Just as it fired, there was a heavy metallic groan and the entire world shook for a moment. The blaster was knocked just a few degrees off, causing it to send up sparks on the wall of the shaft. I flinched away from the impact. When my eyes opened again, the cut I’d made had been continued by a huge open tear in the metal.
“It’s going down, pull me back, pull me back!”
Miri pulled me back, and not a moment too soon. The spectrademon fired again, one shot passing right through where I’d been to hit the top of the shaft, another one blasting into the thin strip of metal now holding up the lower two-thirds of the column. Miri and I, latched together like scared mice, watched as that last bit of metal began to stretch like taffy under the strain. The sound from below indicated that the spectrademons had started climbing. They didn’t make it very far. The metal finally gave out, bursting open in a spray of sparks. For a few seconds the entire chamber went silent aside from an eerie rushing of air. Then came the crash. It was loud, so loud that Miri and I both had to slam our hands over our ears as the whole chamber drowned in the ongoing song of metal collapsing in on itself. Steph said that it went like an accordion, each piece landing on the one below.
When the noise stopped after who knows how many seconds, I took a moment to give Miri a kiss before we started moving on. With the spectrademon threat now gone, the last leg of the climb was much slower and more relaxed than what we’d done before. We took plenty of breaks, climbed at a normal pace, until finally we reached the top.
The final level of the column wasn’t like any of the others. Instead of a ring, it was a single circular platform, offset from the center of the chamber, securely attached to the ceiling by a set of cables and attached to the heart of the Spire itself by a wide staircase. None of that was what I was immediately paying attention to when I got to the top of the ladder. Not even the heart. Instead, my entire mind was occupied by a single overriding question.
“General Dark? How?”
He smirked, gesturing with a huge black monomolecular longsword in the direction of a pair of walkways connecting from the platform to doors in the chamber wall. “There are alternative routes. Though it was somewhat difficult to catch up with you, I’ll say that. Difficult enough that I find myself in need of some stress relief. Any volunteers for the role of punching bag?”
“Shut the fuck up, Hax,” Steph said. “Just shut the fuck up and try to kill us.”
Miri drew her staff from where she’d tucked it onto her pants, expanding it to its full length. “Don’t think we’re going to make that part easy, either.”
I tried to remember some of Steph’s fighting lessons, drawing up all four of my arms into an approximation of a fighting stance as I activated the monomolecular edge. Steph drew some weapons as well, a pair of short batons made from a similar material to Miri’s staff.
“Hey, kiddo,” she said, eyes locked on Dark. “What happens if you get into that room over there?”

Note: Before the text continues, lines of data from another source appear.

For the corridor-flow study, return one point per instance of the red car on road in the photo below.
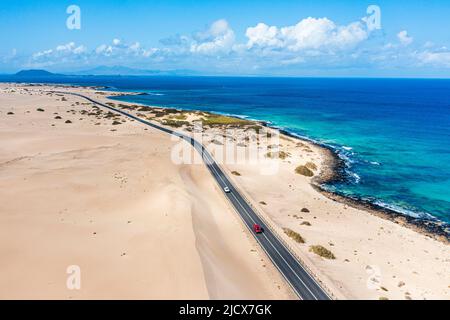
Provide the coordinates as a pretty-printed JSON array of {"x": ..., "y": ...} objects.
[{"x": 257, "y": 228}]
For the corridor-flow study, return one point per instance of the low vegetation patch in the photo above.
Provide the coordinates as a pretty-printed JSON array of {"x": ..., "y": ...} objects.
[
  {"x": 179, "y": 117},
  {"x": 174, "y": 123},
  {"x": 311, "y": 165},
  {"x": 216, "y": 119},
  {"x": 304, "y": 171},
  {"x": 280, "y": 154},
  {"x": 322, "y": 251},
  {"x": 294, "y": 235}
]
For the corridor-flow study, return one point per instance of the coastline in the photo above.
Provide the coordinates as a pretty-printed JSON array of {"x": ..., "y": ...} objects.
[
  {"x": 361, "y": 240},
  {"x": 332, "y": 171}
]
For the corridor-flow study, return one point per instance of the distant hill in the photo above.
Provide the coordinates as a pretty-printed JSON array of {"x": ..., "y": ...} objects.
[
  {"x": 126, "y": 71},
  {"x": 36, "y": 73}
]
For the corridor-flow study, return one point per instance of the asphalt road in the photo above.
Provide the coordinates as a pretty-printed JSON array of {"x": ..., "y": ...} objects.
[{"x": 303, "y": 284}]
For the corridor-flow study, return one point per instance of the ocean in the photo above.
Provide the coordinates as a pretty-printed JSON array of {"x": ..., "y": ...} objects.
[{"x": 392, "y": 134}]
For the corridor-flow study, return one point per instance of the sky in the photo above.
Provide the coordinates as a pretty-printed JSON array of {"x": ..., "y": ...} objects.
[{"x": 250, "y": 38}]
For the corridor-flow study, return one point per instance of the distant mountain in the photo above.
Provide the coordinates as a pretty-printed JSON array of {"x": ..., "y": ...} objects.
[
  {"x": 126, "y": 71},
  {"x": 36, "y": 73}
]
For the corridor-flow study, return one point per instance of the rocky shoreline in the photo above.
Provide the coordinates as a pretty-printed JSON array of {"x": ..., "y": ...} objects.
[{"x": 333, "y": 171}]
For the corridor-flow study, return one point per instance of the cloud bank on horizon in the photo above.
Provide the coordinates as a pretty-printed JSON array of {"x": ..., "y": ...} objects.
[{"x": 313, "y": 43}]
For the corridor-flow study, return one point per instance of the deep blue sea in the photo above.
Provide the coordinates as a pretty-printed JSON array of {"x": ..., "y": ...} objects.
[{"x": 394, "y": 134}]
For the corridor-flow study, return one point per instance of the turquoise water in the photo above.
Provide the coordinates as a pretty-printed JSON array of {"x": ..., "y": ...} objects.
[{"x": 394, "y": 135}]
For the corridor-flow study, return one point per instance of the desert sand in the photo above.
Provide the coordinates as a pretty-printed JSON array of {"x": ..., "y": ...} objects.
[
  {"x": 81, "y": 172},
  {"x": 78, "y": 190}
]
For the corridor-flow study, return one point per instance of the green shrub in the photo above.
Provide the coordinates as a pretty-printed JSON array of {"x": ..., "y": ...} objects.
[
  {"x": 322, "y": 251},
  {"x": 305, "y": 171},
  {"x": 294, "y": 235}
]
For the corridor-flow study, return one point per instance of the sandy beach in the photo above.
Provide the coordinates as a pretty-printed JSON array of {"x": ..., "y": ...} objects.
[
  {"x": 81, "y": 191},
  {"x": 83, "y": 187}
]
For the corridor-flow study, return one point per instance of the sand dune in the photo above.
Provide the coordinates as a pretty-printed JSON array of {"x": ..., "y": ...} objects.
[{"x": 112, "y": 202}]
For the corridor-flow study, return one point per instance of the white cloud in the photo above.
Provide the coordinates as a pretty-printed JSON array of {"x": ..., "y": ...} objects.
[
  {"x": 308, "y": 34},
  {"x": 219, "y": 38},
  {"x": 404, "y": 38},
  {"x": 263, "y": 35},
  {"x": 435, "y": 58}
]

“I’m not sure. But I’ll find out whatever it is that the Spire does, and then I’ll… I’ll be able to use it.”
Steph nodded. “Then let me handle this one.”

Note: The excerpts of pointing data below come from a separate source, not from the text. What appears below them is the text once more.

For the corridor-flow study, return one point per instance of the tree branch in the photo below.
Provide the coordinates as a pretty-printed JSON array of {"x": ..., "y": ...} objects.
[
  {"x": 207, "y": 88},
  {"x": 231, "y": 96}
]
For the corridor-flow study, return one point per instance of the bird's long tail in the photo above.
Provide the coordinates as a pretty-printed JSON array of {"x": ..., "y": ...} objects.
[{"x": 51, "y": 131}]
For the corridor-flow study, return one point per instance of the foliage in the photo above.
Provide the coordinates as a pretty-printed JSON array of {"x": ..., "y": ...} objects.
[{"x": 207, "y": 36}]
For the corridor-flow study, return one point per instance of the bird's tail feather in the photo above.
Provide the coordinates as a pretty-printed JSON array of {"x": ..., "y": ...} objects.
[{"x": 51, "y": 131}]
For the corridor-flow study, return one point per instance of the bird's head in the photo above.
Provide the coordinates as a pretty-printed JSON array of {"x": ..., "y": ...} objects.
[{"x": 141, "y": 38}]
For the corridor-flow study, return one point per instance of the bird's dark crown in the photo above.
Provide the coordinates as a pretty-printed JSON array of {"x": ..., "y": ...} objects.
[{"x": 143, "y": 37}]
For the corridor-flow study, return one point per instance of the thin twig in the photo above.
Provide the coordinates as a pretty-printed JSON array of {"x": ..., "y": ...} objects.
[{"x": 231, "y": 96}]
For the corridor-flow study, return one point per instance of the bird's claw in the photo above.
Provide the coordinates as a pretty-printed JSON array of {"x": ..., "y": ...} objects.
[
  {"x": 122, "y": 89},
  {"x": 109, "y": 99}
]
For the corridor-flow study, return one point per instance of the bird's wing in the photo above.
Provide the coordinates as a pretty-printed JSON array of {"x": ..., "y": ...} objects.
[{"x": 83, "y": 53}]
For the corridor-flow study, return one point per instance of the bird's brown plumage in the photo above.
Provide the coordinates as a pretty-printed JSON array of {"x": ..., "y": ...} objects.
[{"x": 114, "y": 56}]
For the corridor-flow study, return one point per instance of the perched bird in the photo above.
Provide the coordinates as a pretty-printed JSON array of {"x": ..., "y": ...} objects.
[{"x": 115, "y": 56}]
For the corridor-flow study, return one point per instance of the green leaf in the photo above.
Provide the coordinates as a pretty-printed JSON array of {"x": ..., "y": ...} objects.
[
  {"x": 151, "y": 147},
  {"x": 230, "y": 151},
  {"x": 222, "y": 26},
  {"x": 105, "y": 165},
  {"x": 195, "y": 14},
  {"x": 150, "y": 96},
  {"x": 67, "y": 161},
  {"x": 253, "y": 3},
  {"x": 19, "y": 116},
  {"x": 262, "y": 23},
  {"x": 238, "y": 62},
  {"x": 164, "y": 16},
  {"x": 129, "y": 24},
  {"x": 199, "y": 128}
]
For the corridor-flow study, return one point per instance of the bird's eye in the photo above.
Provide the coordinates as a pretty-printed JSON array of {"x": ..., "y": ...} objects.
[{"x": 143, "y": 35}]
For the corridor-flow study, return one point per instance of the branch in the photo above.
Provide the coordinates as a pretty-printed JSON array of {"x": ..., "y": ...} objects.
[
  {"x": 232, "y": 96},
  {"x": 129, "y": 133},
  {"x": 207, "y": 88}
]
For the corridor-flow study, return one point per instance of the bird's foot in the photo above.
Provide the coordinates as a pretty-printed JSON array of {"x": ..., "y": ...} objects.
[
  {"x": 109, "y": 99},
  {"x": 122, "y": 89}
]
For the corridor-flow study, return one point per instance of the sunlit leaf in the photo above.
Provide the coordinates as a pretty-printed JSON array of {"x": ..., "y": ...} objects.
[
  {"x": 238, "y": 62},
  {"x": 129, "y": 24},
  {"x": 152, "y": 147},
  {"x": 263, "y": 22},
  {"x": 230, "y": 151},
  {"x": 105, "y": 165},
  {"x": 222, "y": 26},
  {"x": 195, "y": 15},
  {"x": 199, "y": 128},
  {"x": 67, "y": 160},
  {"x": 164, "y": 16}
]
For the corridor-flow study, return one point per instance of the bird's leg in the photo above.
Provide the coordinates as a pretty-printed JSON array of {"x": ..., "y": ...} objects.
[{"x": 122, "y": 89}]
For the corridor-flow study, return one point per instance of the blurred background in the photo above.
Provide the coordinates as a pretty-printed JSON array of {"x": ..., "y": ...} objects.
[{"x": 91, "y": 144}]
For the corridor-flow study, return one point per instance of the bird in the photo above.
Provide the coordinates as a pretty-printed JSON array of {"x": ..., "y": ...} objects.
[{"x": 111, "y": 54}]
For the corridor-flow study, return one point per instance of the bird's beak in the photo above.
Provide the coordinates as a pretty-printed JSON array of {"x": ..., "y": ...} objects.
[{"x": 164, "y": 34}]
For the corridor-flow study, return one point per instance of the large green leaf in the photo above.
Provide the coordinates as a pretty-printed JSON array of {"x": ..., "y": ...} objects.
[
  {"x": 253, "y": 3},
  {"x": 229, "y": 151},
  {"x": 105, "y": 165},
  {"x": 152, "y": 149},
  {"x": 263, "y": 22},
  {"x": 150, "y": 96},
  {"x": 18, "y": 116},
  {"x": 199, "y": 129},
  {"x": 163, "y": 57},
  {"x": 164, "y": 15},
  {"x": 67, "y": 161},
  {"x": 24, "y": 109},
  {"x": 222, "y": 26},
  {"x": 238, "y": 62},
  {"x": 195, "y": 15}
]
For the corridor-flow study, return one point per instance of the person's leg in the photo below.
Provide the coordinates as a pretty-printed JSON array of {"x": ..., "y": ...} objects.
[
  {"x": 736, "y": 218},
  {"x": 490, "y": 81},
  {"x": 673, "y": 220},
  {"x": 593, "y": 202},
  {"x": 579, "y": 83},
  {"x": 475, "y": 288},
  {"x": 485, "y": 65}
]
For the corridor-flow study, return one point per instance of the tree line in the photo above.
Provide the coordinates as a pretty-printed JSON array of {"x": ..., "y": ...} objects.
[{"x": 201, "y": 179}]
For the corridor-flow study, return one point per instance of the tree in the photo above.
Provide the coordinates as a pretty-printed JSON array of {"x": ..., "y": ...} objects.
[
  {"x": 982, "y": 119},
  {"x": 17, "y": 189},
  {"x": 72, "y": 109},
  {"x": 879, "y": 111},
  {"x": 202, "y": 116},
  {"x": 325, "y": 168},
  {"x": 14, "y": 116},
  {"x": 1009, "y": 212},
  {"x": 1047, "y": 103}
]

“Let us handle this one, you mean,” Miri chimed in. “Because I don’t know anything about the Spire, but I do know a thing or two about fighting.”
For a moment, I hesitated. Then I took the Waterspindle into my hand and understood. Whether I fought or not wasn’t going to make a difference because not even all three of us could defeat the mountain of cybernetic armor and muscle in front of us. But if I went into the heart, I could use the power of the Spire to beat him. Miri and Steph were doing the same thing Quinn had done: buy time.
“I love you,” I said. Then I ran, alone, into the heart of the Spire.